I am seeking opinions to help me decide which manufacturer and options I should use for a short box pick-up truck, double drawer storage system that my 3 dog kennel will sit on top of. (think truck-vault) Anyway Ainley, Crow River and Alum-Line have all submitted quotes with Ainley and Alum-line both within $100 of each other. Crow river was a lot more more $$. FWIW Ainley provides optional permanent horizontal dividers while Alum-Line has an adjustable system. 

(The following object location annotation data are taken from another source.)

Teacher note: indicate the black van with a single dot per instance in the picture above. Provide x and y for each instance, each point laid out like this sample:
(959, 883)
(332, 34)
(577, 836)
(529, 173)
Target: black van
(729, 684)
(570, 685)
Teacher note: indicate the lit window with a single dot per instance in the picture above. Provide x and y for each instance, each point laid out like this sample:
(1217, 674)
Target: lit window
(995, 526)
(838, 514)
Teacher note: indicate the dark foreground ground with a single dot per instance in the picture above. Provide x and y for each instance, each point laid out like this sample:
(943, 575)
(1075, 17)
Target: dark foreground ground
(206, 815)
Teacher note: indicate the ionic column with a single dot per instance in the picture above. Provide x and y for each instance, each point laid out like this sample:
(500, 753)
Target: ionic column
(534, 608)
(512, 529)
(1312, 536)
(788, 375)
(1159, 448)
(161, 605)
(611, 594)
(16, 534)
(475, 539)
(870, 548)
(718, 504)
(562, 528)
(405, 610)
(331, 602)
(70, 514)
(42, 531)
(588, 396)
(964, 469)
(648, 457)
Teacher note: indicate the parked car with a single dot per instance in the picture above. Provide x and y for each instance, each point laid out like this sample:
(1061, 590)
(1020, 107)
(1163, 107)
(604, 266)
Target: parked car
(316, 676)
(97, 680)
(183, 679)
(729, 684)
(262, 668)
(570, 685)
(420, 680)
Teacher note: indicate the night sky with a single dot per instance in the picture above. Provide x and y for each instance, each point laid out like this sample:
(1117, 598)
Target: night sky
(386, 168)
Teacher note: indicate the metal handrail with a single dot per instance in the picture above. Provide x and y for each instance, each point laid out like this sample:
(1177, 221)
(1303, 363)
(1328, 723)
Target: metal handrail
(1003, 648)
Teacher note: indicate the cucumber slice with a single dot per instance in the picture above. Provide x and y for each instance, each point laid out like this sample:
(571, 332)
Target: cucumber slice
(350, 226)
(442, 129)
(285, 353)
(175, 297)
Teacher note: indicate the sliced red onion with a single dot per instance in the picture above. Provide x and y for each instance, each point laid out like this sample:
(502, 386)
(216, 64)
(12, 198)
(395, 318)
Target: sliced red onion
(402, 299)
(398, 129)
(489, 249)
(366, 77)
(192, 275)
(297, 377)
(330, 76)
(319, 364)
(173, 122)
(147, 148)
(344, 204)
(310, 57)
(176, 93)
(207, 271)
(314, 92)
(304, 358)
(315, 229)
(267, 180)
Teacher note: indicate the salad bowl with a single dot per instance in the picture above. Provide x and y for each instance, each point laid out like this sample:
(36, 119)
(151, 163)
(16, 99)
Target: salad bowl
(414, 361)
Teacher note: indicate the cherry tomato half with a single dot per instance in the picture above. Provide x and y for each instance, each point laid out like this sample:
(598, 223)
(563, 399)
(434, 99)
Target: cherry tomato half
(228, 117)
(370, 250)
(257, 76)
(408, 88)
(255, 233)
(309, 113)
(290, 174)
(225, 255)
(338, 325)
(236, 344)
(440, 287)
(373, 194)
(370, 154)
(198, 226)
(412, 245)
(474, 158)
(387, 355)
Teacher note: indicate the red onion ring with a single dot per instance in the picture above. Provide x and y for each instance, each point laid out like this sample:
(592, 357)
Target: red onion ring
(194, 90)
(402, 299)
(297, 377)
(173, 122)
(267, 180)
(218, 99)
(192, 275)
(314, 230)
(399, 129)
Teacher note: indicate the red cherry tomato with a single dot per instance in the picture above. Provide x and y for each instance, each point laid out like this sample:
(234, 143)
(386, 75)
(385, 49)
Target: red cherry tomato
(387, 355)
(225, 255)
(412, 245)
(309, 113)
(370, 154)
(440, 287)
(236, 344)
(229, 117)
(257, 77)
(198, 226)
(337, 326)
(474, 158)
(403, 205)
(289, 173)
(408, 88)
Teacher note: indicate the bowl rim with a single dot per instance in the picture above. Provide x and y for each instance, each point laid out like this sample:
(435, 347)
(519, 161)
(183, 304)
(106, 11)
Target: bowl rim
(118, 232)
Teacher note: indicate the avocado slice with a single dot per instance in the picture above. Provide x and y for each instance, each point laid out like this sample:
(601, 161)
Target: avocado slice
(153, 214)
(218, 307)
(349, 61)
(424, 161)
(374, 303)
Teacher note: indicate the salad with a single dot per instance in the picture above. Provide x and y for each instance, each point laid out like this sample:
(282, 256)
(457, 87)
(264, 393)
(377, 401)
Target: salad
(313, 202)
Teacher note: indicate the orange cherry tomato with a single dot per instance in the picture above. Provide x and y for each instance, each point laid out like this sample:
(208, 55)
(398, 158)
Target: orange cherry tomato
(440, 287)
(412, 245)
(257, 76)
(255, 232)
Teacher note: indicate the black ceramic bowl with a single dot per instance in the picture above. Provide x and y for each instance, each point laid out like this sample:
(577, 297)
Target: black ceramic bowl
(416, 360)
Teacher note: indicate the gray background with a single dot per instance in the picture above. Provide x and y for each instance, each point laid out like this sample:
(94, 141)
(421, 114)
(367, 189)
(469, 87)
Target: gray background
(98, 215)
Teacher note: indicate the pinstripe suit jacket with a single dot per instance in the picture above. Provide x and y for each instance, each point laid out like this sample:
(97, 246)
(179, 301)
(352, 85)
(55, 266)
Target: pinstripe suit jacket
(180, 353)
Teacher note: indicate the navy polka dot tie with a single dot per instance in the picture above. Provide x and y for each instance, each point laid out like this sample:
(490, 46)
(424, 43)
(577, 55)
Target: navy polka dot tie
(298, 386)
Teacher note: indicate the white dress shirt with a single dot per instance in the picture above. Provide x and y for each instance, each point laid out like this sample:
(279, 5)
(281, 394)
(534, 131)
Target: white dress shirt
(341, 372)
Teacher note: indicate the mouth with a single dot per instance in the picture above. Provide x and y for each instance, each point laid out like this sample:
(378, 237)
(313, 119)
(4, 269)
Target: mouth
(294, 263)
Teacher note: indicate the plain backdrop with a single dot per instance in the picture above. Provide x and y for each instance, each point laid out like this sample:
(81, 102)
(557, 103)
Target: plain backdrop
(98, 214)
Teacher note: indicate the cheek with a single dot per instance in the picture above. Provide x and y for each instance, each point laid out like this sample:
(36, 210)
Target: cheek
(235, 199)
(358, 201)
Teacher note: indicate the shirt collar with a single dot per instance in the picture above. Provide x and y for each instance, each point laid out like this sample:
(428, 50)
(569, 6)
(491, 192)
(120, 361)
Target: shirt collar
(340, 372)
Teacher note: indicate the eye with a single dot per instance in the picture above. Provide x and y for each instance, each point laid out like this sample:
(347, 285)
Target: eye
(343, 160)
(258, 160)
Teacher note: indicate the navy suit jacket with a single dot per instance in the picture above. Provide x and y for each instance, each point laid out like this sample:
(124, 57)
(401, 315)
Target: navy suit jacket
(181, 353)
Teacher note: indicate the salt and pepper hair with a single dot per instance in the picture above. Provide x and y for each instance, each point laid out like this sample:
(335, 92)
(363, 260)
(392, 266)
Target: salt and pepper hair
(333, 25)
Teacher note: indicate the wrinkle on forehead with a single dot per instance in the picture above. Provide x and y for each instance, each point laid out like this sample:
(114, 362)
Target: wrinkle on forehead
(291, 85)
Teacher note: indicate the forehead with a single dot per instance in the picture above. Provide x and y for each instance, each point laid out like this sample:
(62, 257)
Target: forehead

Does anyone have any experience with this type of product and/or manufacturer quality. 

Best Regards

**Moderator if this belongs in a different forum please move accordingly.


----------



## DH (Oct 3, 2006)

Look at the Kalispel Tactical Storage System. I have one in my Suburban and it is great. They'll customize and work with you to get it exactly like you want. I couldn't be happier with mine.

DH


----------



## lablover (Dec 17, 2003)

Hands down, Truck Vault. Customazation is available.


----------



## Dave Tackes (Mar 3, 2004)

I have the Ainley drawers (lined), crates, and H20 tank/pump in my rig. It has been the best purchase I have made for my needs. 

I did not go with fixed drawer dividers, but instead purchased adjustable dividers from Lyons Manufacturing (industrial tool cabinets) that fit in place with very little fabrication. They are very strong, thin, galvanized, and veeeerrry adjustable.

I've had several setups before this, and this will be the only system I will use, or recommend again.

If you want pics let me know.


----------